Box Gully archaeological site facts for kids
The Box Gully archaeological site is an Aboriginal archaeological site on the shore of saline Lake Tyrrell, in the Mallee region of northern Victoria, Australia. The site consists of the remains of a small hunting camp, which has produced radiocarbon dates of between 26,600 and 32,000 years BP, making Box Gully one of the earliest known occupied sites of the region and the first documentation of pre-30,000 calBP Aboriginal occupation of the extensive area between the Murray River and the Tasmanian highlands.
Located on the north western tip of the Lake Tyrrell lunette along an eroded water channel, the site has revealed hearth features, stone chipping debris, and butchered faunal remains of a variety of animals, including bettong, hare-wallaby, shingle-backed lizard, emu, and freshwater mussel. The site was probably a short term, late autumn-winter camp site, occupied seasonally over multiple occupations.

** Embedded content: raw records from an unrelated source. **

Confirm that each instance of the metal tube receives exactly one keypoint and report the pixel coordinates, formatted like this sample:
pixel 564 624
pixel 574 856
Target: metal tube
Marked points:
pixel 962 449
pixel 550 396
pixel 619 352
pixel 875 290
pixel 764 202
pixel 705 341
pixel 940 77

Lake Tyrrell is the largest playa in the Murray Basin of southeast Australia. Optical dating of sediments within the transverse dune (lunette) sediments demonstrate aspects of the lakes history into the interglacial period, and show the highest lake level around 131,000 ± 10,000 yr ago, forming Lake Chillingollah, a megalake filled by increased winter rainfall, that persisted until around 77,000 ± 4000 yr ago.
The remains of repeated small scale camping episodes were uncovered during excavation in the clay lunette. Five new radiocarbon dates on charcoal were obtained from the layers containing cultural material, and ranged between ca. 32,000 calBP near the bottom and ca. 26,600 calBP near the top of the deposit. These dates were supported by both conventional radiocarbon and Optically Stimulated Luminescence dates, which were obtained independently during geomorphic investigations of Box Gully. Evidence of climatic conditions and human activity at the site suggest that people at Box Gully were adapting to severe climatic stress leading up to the Last Glacial Maximum. As conditions deteriorated further after ca. 27,000 calBP, areas such as the Willandra Lakes, Lake Tandou and the Lower Darling were much less heavily frequented than previously, and at Lake Tyrrell, the site was completely abandoned. Around the same time it appears that more sustained occupation was occurring in the Murray River valley while rockshelters in the highlands of southern Victoria were becoming frequented for the first time.